In a high-stakes legal battle before the National and State Houses of Assembly Election Petition Trial Tribunal, the final written addresses of the parties were adopted on Thursday, marking the conclusion of arguments in the case. The Tribunal has now reserved its judgment, leaving the parties and the public in anticipation.
The case, between Ibrahim Baba Hassan of the All Progressives Congress (APC) as the petitioner and the Independent National Electoral Commission (INEC), Musa Agah Avia of the People’s Democratic Party (PDP), Adam Alkali of the People’s Redemption Party (PRP), and Daniel Asama Agoh of the Labour Party (LP) as the first, second, third, fourth, fifth, and sixth respondents, was the second on the cause list and took precedence in proceedings.
Representing the first respondent (INEC), P. A Okereke Esq presented the final written address along with the response to the petitioner’s final written address, dated and filed on 26th July 2023.

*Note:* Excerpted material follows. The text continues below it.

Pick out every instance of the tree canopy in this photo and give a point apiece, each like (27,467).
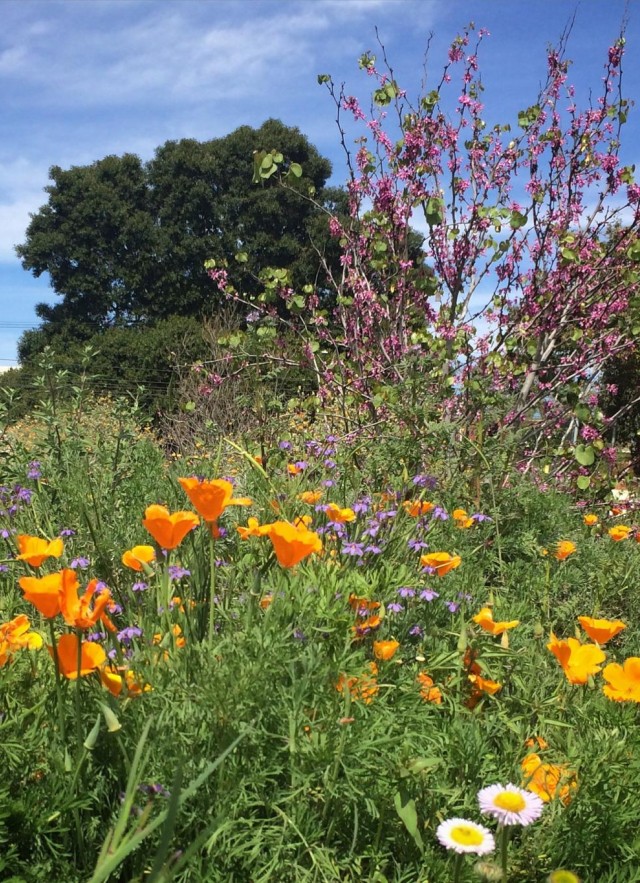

P. A Akubo (SAN), counsel for the second respondent (Musa Agah Avia), adopted two processes – the substantive final written address dated 15th July 2023 and the response to the petitioner’s final written address dated 24th July 2023.
The crux of the petitioner’s case lies in challenging the second respondent’s qualification to contest the House of Representatives Election for Bassa/Jos North Federal Constituency on the grounds of alleged invalid nomination. Additionally, they claim that the third respondent (PDP) lacks a valid structure due to non-compliance with a court order. However, the second respondent’s counsel vehemently contended that these grounds were no longer valid, citing Exhibit 2R1, 2R2, 2R6, and 2R8, which included reports and judgments confirming the 3rd respondent’s compliance and legitimacy.
Furthermore, the issue of the 2nd respondent’s nomination was asserted to be within the domain of the 3rd respondent (PDP), making the petitioner’s challenge irrelevant, according to the second respondent’s counsel.
Counsel for the third respondent, J. M Okafor Esq, brought to the Tribunal’s attention that the petitioner’s allegations pertain to pre-election matters rather than constitutional qualifications or disqualifications of candidates. As such, he urged the Tribunal to dismiss the petition entirely with substantial costs.
Yakubu Ruba SAN, representing the fourth and fifth respondents, argued that the other respondents’ focus was misdirected, urging the Tribunal to disregard their attacks on co-respondents and instead focus on the issues raised by the petitioners.
N. D Gwaison Esq, on behalf of the sixth and seventh respondents, refuted the claim that respondents should not attack each other, asserting that parties have a duty to address the court on the facts and evidence presented.
Finally, J. A Adoku, the counsel for the petitioners, adopted their final written address and pointed out that the case falls under the Tribunal’s jurisdiction, citing relevant precedents. He emphasized that the petition had merit and all requested reliefs should be granted.
With the adoption of all written addresses and responses, the Tribunal concluded the proceedings and announced that the date for judgment would be communicated to the parties involved. As the country awaits the tribunal’s decision, the outcome of this closely watched case will have significant implications for the political landscape.